Spesso la sanzione non rafforza il precetto, ma rischia di trasmettere un messaggio di sfiducia o di rivelarsi finanche dotata di una certa vis criminogena. Non a caso ho richiamato queste considerazioni la cui paternità garantisce oggettiva autorevolezza. Gabrio Forti, non certo unico, dissente dall'utilizzo di quelle tecniche di tutela utilizzate dal legislatore, discutibili sul piano politico-criminale, che esprimono una cultura essenzialmente detentiva. E perché, mi chiedo, dovrebbe questa cultura fungere da panacea nei confronti di coloro che commettono reati contro gli animali? Tenendo peraltro conto delle diversissime tipologie di reato che si possono verificare, per pericolosità sociale e conseguenze. E soprattutto dei soggetti che compiono questi reati assolutamente non catalogabili in una precisa e unica categoria, fascia o ceto sociale.
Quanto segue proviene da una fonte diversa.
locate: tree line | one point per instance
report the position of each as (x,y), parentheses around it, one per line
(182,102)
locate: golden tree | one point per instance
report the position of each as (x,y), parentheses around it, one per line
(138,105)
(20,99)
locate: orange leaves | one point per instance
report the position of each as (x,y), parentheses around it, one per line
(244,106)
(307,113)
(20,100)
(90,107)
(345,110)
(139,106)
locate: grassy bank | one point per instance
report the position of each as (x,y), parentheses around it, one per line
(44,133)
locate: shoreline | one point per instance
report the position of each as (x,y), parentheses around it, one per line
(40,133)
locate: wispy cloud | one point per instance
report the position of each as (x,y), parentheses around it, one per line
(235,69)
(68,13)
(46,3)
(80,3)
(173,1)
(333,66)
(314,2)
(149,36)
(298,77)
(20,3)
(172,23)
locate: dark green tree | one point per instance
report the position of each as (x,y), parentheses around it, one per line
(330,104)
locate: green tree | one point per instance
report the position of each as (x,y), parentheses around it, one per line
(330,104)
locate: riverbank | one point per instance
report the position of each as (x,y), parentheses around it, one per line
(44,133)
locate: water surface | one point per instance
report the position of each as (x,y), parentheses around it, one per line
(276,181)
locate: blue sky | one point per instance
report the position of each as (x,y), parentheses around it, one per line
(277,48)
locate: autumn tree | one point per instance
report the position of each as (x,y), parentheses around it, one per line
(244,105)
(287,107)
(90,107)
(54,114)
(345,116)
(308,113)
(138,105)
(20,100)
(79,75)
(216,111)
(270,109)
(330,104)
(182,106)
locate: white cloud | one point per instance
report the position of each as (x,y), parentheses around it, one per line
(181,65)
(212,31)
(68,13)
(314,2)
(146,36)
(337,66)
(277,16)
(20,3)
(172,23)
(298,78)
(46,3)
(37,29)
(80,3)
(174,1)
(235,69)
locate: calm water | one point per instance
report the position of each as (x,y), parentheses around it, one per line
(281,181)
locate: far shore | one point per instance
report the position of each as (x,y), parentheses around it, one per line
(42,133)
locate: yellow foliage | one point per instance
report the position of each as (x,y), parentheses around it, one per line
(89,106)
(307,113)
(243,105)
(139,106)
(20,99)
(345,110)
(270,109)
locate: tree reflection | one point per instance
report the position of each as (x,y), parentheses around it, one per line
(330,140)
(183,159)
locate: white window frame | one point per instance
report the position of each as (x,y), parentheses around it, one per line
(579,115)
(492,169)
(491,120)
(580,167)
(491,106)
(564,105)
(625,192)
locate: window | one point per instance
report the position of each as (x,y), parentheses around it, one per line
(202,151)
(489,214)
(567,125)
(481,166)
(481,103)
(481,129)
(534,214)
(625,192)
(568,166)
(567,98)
Natalino Irti, antico e autorevole maestro di diritto, in un recente libro ("Elogio del diritto", scritto a due mani con il filosofo Massimo Cacciari) si domanda come possa uno Stato salvarsi se le leggi non vengono da tutti avvertite secondo una prospettiva comune di giustizia (quale essa sia). Che altro non sarebbe che quella rivoluzione culturale che, per quanto riguarda la c.d questione animale, è auspicata ma ancora lontana dal compiersi.